Paris, Paul Ollendorff, 1884 ; in-12, demi-basane marron, dos à nerfs, tranches jaspées (reliure d'époque). 293 pp., 1 f. de table.

140 euros.

Édition originale. Mélandri est un discret de la Butte, tellement discret qu’on trouve peu de témoignages à son sujet. Outre ses travaux littéraires (et le fait qu’il savait par cœur Les Amours jaunes), il fut peintre avant d’exercer le métier de photographe, cherchant lui aussi à fixer les couleurs. On le repère au Chat-Noir, quelquefois au Soleil d’Or ou dans les brumes du Café de l’Avenir puis aux bureaux de la rédaction de Lutèce où il est très apprécié. En tout cas il connaît bien son milieu.

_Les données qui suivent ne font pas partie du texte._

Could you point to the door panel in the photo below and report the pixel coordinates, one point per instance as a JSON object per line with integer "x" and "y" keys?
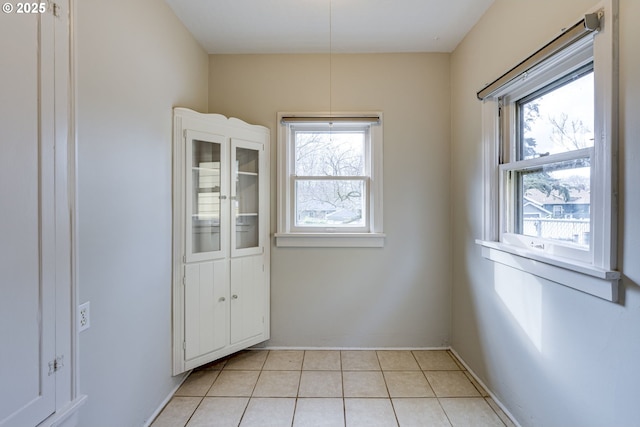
{"x": 206, "y": 310}
{"x": 247, "y": 298}
{"x": 247, "y": 173}
{"x": 27, "y": 240}
{"x": 207, "y": 193}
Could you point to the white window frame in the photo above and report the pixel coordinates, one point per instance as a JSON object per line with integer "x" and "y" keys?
{"x": 369, "y": 235}
{"x": 590, "y": 271}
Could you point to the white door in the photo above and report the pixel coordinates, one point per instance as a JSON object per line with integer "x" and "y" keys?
{"x": 27, "y": 219}
{"x": 248, "y": 294}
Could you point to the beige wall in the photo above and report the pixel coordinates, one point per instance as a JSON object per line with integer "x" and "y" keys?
{"x": 135, "y": 61}
{"x": 553, "y": 356}
{"x": 391, "y": 297}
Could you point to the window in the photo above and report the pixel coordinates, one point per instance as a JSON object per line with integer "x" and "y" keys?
{"x": 549, "y": 156}
{"x": 330, "y": 180}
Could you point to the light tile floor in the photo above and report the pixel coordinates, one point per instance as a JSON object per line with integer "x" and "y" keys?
{"x": 330, "y": 388}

Ses petites histoires foisonnent de personnages illustres : croquis de bohème, scènes de cabaret, d’ateliers, blagues et autres fumisteries qui font apparaître tantôt Sapeck, Allais, Goudeau, Cabriol ou Lorin, Cabaner et beaucoup d’autres. Bref, de l’atmosphère. Signalons, pour ce recueil, un conte extravagant et poétique, Les Hommes-luisants, où figure un Charles Cros tout ce qu’il y a de plus lui-même, irradiant. Lumineux et pictural : les blondes donnent une lueur rose, les brunes éclairent en flamme de punch, les rousses ont des feux verts... – Et qu’a dit Bullier ? – Rien. Il n’a pas compris. On est éteint.